There are several methods of keeping deer out of your yard or garden, including planting deer resistant plants, perimeter or individual fencing, homemade deer repellents and commercial repellent products. Using these together, and switching up your tactics, will keep deer off your garden plants.
Deer Resistant Plants: Plants with a strong scent, thick or leathery leaves, and fuzzy, bristly textures can keep deer away. Deer feeding preferences vary between region and season, so there is no guarantee that these plants may repel your neighborhood deer. Some plants that have been known to be disliked by deer are: tobacco, purple mountain grass, butterfly bush, tree peony, spruce, ribbon grass, fountain grass, chives, wormwood, lavender, bleeding heart, daffodil, mint, sage, catnip, lambs ear, and foxglove.
Family Dog: Letting your dog run free in your yard can keep deer away. A chained dog, however, will not affect the deer since the whole yard is not affected.
Perimeter Fencing: Fencing deer out really is the best defense against these herbivores.
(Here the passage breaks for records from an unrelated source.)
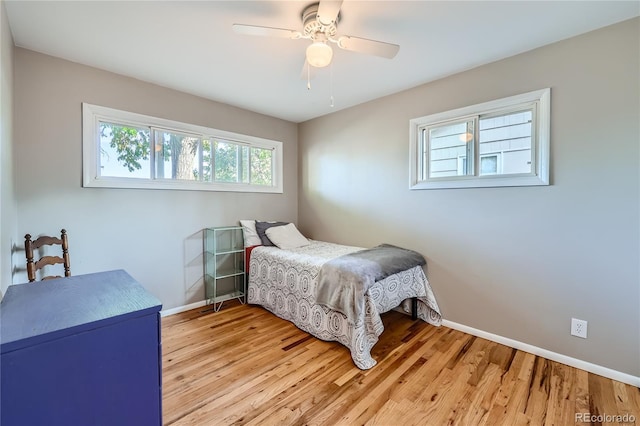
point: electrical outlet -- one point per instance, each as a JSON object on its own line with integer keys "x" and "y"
{"x": 578, "y": 328}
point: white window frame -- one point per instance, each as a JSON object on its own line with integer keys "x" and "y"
{"x": 540, "y": 145}
{"x": 93, "y": 114}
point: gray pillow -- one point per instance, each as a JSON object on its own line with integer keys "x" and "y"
{"x": 261, "y": 227}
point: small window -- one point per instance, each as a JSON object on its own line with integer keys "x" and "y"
{"x": 498, "y": 143}
{"x": 127, "y": 150}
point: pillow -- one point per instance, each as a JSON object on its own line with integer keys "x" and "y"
{"x": 261, "y": 227}
{"x": 286, "y": 237}
{"x": 249, "y": 233}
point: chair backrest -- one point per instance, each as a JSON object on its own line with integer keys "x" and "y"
{"x": 30, "y": 246}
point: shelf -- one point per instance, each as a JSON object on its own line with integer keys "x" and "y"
{"x": 226, "y": 274}
{"x": 219, "y": 252}
{"x": 224, "y": 269}
{"x": 228, "y": 296}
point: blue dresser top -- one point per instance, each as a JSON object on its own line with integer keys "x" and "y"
{"x": 33, "y": 313}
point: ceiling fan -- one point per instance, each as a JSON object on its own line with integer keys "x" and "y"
{"x": 320, "y": 25}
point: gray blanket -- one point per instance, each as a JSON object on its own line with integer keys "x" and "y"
{"x": 343, "y": 281}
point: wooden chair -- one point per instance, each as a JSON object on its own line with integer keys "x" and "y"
{"x": 30, "y": 246}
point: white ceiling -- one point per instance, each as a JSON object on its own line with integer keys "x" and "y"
{"x": 190, "y": 46}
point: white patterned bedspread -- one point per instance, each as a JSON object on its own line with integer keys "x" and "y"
{"x": 284, "y": 282}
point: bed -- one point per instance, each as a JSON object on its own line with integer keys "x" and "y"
{"x": 285, "y": 282}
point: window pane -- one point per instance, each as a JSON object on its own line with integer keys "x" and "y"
{"x": 228, "y": 164}
{"x": 261, "y": 166}
{"x": 451, "y": 149}
{"x": 206, "y": 160}
{"x": 489, "y": 165}
{"x": 124, "y": 151}
{"x": 177, "y": 156}
{"x": 509, "y": 137}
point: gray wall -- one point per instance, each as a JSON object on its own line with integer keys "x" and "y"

Completely surrounding your yard with plastic mesh, wood, chain link, or wire can make a strong barrier. Nondurable fencing options, like using plastic mesh from home and garden stores with wooden or metal stakes – different than deer fencing and netting but extremely similar – is less noticeable than wooden or chain link fences and is fairly inexpensive and easy to work with. The fence needs to be at least eight feet high and must be hung with white cloth four feet up for every 12 feet of fence to alert the deer of the fence. It may only last 10-15 years but is easily replaceable. Durable fencing is the best long-term option. Deer will not usually jump over something they can’t see the other side of, so a solid fence only needs to be five feet tall. Otherwise, eight feet is needed. A slanted fence is also a good option as deer have a hard time jumping high and wide. Electric fences are a viable option, but are expensive and require much upkeep and are prone to shortages.
Individual Fencing: Putting black plastic mesh or netting around young trees or plants can also be a good option without fencing in your whole yard. You may also consider trunk wraps to guard against “buck rubs,” when male deer aggressively rub their antlers on trees to wear away the velvet.
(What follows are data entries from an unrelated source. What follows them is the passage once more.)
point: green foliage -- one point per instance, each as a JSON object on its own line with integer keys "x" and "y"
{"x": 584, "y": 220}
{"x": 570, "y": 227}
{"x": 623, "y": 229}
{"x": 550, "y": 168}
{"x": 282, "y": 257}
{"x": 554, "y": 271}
Homemade Repellents: Deer have acute senses of smell, so many home remedies with strong scents or flavors are good at keeping deer away. Hanging a deodorant bar soap (such as dial soap) along the perimeter of your garden, placing the bars on stakes, or mixing 50 parts water and one part soap and spraying plants can be effective repellents. Homemade pepper sprays can be made: 4-5 tablespoons cayenne pepper or 2 tablespoons hot sauce in 2 gallons of water with one tablespoon vegetable oil can be sprayed on plants and will need to be reapplied often. Hanging balls of human hair on the perimeter can also repel deer. Some people use low-wattage flashing lights, like Christmas lights, to keep deer away (they are frightened of the shadows), but deer quickly learn that the lights are not harmful.
Commercial Products: Many commercial products available use natural ingredients to repel deer, so chemicals do not have to be used in your garden. Liquid repellents using a combination of taste and scent components work to keep deer away with bad scents (putrescent egg and garlic) and bad taste (capsaicin from hot peppers) that are sprayed directly on plants. Liquid fences work to make a barrier of scent to keep deer out. Scent capsules create a scent barrier as well, but are longer lasting than liquid fences and contain predator urine compounds, like coyote urine, which is very effective at keeping deer out.
Deer Habitat and Food
Deer like to feed on the edge of open areas near cover, like in a meadow near a forest, or even dense shrubs near a park or a back yard – anywhere there is abundant edges for feeding. They are most active in the early morning and evening. They spend most of their day bedded in shelters of dense shrubs, tall grass meadows, old growth forests or low hanging trees. They eat about seven pounds of food and two to four quarts of water a day. They like to move from plant to plant when they feed, and like to nibble on about 500 varieties of plants.
Most susceptible to deer feeding damage are lush gardens and new plant growth. In the spring they prefer wheat, alfalfa, clover, and peas. In the summer they add fruit to their diets along with corn and beans. In the fall, acorns are a huge food source, and in winter they tend to eat anything they can find, like dead leaves, twigs, and bark. However, they are known to commonly nibble on strawberries, tulips, apple trees, aspen, most roses, and wild raspberries. They will revolve around areas with abundant food, so it is likely that if you see some in your backyard, they will be back for more.